Label / Distribution : Gaya Music / Socadisc
Il y a des disques qui vous chantent au creux de l’oreille une musique dont les contours souvent feutrés et intimistes, parfois électriques, n’en sont pas moins persistants. Et bienfaisants, reconnaissons-le. Un peu comme un paysage verdoyant qu’on admire pour sa lumière au point du jour et qu’on peut encore contempler une fois les yeux refermés.
C’est un peu ça, l’univers de Lisa Cat-Berro et de son Inside Air [1], un disque attachant dont les couleurs ne doivent rien au hasard. La saxophoniste, disciple de Lee Konitz et nourrie au jazz par un père mélomane, a patiemment élaboré un puzzle musical dont les pièces s’assemblent ici dans une vraie harmonie. S’appuyant sur un trio de musiciens (guitare, basse et batterie) eux-mêmes très attachés à l’idée de texture sonore, elle laisse libre cours à son besoin existentiel de mélodie et de chant, qui s’épanouit naturellement au travers de ses propres compositions comme sur des reprises de Joni Mitchell (« Little Green », « Last Chance Lost »), de Neil Young (« Old Man ») ou du thème de Nous nous sommes tant aimés, le film d’Ettore Scola. Une manière allusive de nous dire son amour du cinéma, celui de Jean-Pierre Melville par exemple.
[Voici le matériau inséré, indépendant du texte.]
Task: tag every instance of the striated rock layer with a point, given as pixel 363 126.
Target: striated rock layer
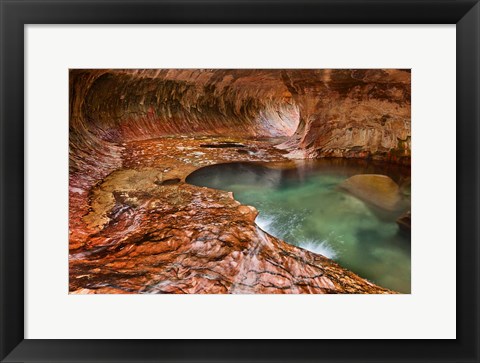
pixel 135 226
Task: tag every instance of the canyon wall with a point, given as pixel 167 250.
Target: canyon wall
pixel 334 113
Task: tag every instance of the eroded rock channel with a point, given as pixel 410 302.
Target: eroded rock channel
pixel 136 226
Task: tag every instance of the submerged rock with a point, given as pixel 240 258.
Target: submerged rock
pixel 379 190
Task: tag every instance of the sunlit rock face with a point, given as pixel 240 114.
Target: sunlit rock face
pixel 136 227
pixel 351 113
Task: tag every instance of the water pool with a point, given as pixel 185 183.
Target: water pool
pixel 302 204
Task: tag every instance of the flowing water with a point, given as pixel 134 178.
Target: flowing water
pixel 303 205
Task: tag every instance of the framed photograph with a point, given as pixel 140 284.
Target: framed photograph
pixel 236 181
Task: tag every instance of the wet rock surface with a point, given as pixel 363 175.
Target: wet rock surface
pixel 150 238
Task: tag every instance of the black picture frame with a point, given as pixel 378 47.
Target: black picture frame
pixel 16 13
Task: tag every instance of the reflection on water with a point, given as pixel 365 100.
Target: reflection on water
pixel 303 206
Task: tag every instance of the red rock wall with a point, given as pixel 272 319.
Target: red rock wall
pixel 352 113
pixel 339 113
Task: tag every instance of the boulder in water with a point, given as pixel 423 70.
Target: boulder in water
pixel 379 190
pixel 405 222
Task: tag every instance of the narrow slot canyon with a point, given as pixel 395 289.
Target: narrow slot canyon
pixel 217 181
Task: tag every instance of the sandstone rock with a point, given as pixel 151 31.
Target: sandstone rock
pixel 379 190
pixel 405 222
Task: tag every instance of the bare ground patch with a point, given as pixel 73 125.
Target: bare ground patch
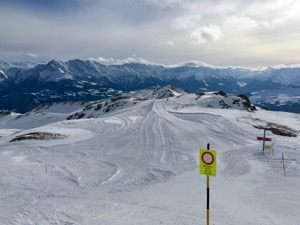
pixel 39 136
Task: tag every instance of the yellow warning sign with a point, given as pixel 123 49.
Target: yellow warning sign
pixel 268 147
pixel 208 162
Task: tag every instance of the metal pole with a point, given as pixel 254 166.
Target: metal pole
pixel 264 140
pixel 283 165
pixel 207 191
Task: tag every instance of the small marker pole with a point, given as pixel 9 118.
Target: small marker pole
pixel 207 194
pixel 46 166
pixel 264 140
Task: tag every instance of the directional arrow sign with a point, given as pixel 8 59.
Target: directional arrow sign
pixel 208 162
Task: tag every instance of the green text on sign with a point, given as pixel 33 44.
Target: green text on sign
pixel 208 162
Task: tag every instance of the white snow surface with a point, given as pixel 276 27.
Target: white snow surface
pixel 139 165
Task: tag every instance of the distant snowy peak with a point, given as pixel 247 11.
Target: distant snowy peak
pixel 217 100
pixel 173 98
pixel 3 76
pixel 157 93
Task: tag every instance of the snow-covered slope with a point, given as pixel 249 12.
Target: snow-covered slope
pixel 139 165
pixel 89 80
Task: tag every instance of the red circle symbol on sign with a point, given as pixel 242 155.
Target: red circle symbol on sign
pixel 207 158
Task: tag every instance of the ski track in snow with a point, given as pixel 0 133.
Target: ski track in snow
pixel 141 167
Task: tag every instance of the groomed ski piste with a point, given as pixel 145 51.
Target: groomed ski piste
pixel 139 165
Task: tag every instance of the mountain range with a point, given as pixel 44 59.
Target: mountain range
pixel 134 158
pixel 25 85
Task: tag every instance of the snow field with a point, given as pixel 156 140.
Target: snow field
pixel 140 166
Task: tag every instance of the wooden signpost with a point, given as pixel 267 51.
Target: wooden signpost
pixel 208 167
pixel 264 139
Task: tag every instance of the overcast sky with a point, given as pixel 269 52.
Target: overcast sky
pixel 218 32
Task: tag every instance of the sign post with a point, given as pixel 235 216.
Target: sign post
pixel 264 139
pixel 208 166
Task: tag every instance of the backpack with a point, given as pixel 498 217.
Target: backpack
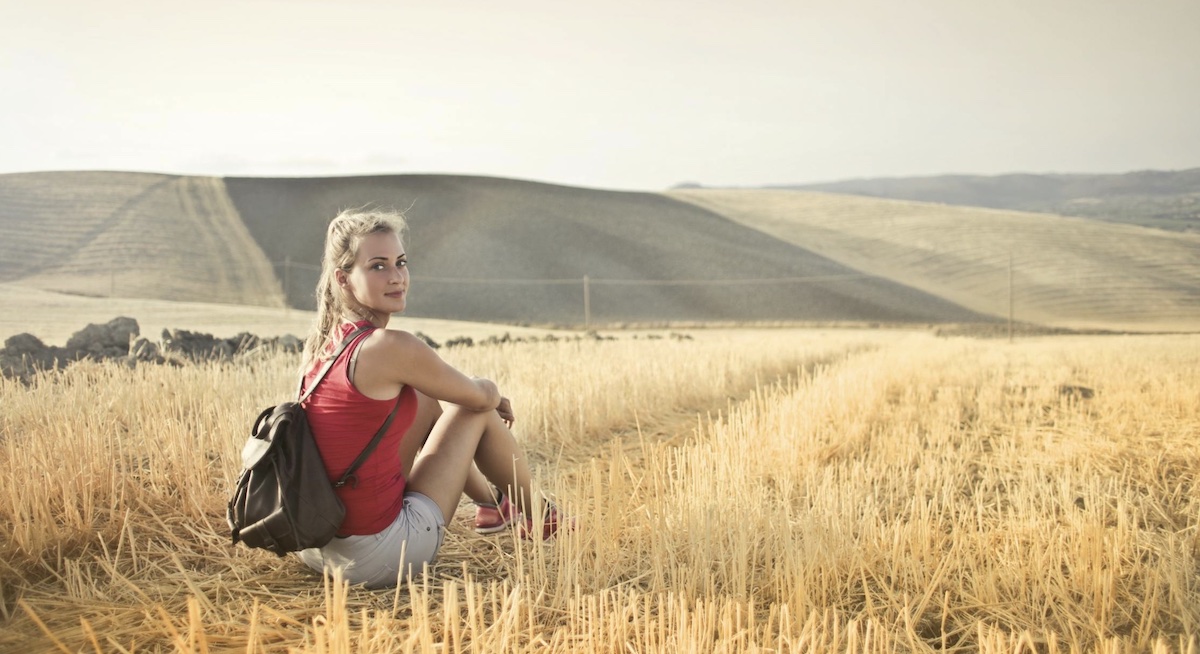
pixel 285 501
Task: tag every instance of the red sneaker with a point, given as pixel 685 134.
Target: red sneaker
pixel 491 519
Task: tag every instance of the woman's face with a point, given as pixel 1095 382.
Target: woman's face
pixel 378 279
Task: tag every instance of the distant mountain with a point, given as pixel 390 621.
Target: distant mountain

Lisa Cat-Berro affirme avec cet album au son méticuleusement ciselé [2] une personnalité fusionnant énergie et douceur, qui s’est forgée au fil des ans : diplômée du CNSM de Paris en 2007, membre du Lady Quartet de Rhoda Scott avec Sophie Alour et Julie Saury, elle a par ailleurs accompagné François Morel dans son spectacle Le soir, des lions, où sa chanson revêtait les couleurs d’une mise en scène théâtrale. Passionnée par les musiques du monde, par toutes les musiques, devrait-on dire, elle devait tôt ou tard en tenter une synthèse qui dépasse le cadre formel du jazz. On peut avoir écouté Charlie Parker ou Cannonball Adderley sans pour autant ignorer la richesse harmonique des chansons de Joni Mitchell ou éprouver du plaisir à l’écoute de Harvest de Neil Young. Inside Air est avant tout la réalisation d’une image sonore qu’elle avait en tête, et qu’elle a pu faire éclore dans une belle complicité avec Julien Omé, Stéphane Decolly et Nicolas Larmignat, trois musiciens dont les diverses expériences (Rocking Chair, Rigolus, Crlustraude, La Société des Arpenteurs de Denis Colin…) ne laissent aucun doute quant à la vigueur de leur quête créative et leur volonté d’aboutir à la définition presque maniaque d’un son. Tous se laissent aller aux surprises quand la situation l’exige (c’est en cela que l’esprit d’Inside Air est jazz), et donnent aux idées le temps de mûrir, jusqu’à l’évidence.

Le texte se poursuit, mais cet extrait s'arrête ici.